LA TRIBUNE - En deux mots, c'est quoi, la voiture de demain ?
JACQUES ASCHENBROICH - Pour se vendre, un véhicule devra être plus propre et être connecté à son environnement. C'est une demande forte des consommateurs. La réduction des émissions de CO2 et la conduite intuitive sont les deux axes de travail de Valeo.

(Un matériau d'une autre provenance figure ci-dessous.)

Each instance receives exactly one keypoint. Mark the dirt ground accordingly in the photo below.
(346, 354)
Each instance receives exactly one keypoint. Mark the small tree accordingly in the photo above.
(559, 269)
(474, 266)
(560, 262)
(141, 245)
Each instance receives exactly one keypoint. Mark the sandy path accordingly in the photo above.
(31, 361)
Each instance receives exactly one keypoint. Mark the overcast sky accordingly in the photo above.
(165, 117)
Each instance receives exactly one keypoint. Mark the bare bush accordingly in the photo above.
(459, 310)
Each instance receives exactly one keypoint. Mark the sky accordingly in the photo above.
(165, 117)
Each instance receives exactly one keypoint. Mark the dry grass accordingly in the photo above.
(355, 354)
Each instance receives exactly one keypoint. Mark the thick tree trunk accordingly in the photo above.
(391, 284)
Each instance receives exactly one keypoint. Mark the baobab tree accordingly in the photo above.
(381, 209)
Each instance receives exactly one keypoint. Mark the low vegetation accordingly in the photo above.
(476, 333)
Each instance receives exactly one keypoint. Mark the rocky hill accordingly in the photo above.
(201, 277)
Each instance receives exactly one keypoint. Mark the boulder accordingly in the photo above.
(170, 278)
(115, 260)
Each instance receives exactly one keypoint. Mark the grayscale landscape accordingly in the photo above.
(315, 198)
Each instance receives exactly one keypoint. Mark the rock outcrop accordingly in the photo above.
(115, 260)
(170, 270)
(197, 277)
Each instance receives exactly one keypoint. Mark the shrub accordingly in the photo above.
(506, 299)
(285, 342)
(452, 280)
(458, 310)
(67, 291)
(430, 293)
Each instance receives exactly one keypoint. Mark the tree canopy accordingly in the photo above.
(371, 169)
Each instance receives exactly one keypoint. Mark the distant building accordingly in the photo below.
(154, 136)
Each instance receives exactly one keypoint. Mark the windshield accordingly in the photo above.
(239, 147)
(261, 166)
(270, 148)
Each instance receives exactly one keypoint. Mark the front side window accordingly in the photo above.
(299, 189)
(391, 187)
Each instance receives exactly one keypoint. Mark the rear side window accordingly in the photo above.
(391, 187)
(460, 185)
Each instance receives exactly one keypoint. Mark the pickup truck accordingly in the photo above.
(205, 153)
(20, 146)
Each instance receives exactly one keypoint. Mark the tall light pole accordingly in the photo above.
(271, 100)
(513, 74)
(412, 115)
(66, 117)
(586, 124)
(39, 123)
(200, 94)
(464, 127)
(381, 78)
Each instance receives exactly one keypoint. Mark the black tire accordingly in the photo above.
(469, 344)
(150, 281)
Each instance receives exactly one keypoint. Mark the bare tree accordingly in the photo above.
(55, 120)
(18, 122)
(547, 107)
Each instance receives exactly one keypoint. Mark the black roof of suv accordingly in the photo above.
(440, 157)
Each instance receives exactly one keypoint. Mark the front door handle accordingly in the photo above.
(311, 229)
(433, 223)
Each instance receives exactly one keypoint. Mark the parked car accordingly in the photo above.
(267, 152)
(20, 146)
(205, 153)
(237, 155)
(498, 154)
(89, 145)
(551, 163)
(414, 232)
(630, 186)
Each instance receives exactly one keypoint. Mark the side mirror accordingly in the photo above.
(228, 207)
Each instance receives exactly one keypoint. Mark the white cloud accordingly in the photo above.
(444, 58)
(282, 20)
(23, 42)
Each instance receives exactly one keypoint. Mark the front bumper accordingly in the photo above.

Quels sont les domaines sur lesquels travaille Valeo ?
Il faut optimiser les rendements et les consommations des moteurs. On va vers des moteurs plus petits. On travaille donc sur les embrayages, les doubles embrayages, les convertisseurs de couple, les « stop and start » [arrêt et redémarrage automatiques du moteur au feu rouge, ndlr].

Mais Valeo travaille également sur des petits moteurs électriques d'appoint et l'électronique de puissance pour les véhicules électriques et hybrides. Nous mettons beaucoup d'argent là-dessus en recherche et développement. Nous montrons au salon de Francfort [miseptembre] des superchargeurs électriques. Aujourd'hui, un turbo met une seconde et demie à donner l'impulsion à un moteur. Avec notre superchargeur électrique, c'est instantané. Cela donne de la réactivité à la voiture à bas régime et plus de puissance à haut régime. Cela réduit aussi les émissions de C02 et génère plus de plaisir de conduite. On verra cette innovation en série vers 2015-2016.

Et en ce qui concerne la voiture connectée ?
La voiture va être connectée à son environnement extérieur. Ce sera la voiture autonome. Elle pourra aller se garer toute seule, sans pilote. On dévoile au salon de Francfort un système qui permet d'envoyer un code par téléphone à votre femme, par exemple, comme si on lui envoyait les clés de la voiture. Elle pourra alors appeler la voiture qui remontera toute seule de l'endroit où elle est garée et viendra la chercher. Le véhicule pourra aussi trouver tout seul une place de parking à l'arrivée. On prévoit une production en série vers le milieu de la décennie. C'est la première étape vers la voiture autonome en milieu urbain, qui sera disponible à la fin de la décennie. On travaille aussi sur la vision de nuit pour augmenter la sécurité.
Nous venons de nous associer à Safran pour le pilotage de nuit à infrarouge. Il se prépare aussi une révolution dans les écrans qui seront à très haute définition. On n'aura plus besoin de les toucher. Ils réagiront à un simple geste à proximité. Mais connectivité et conduite autonome doivent absolument se conjuguer avec sécurité ; et la réglementation doit évoluer en tenant compte de la révolution technologique en cours.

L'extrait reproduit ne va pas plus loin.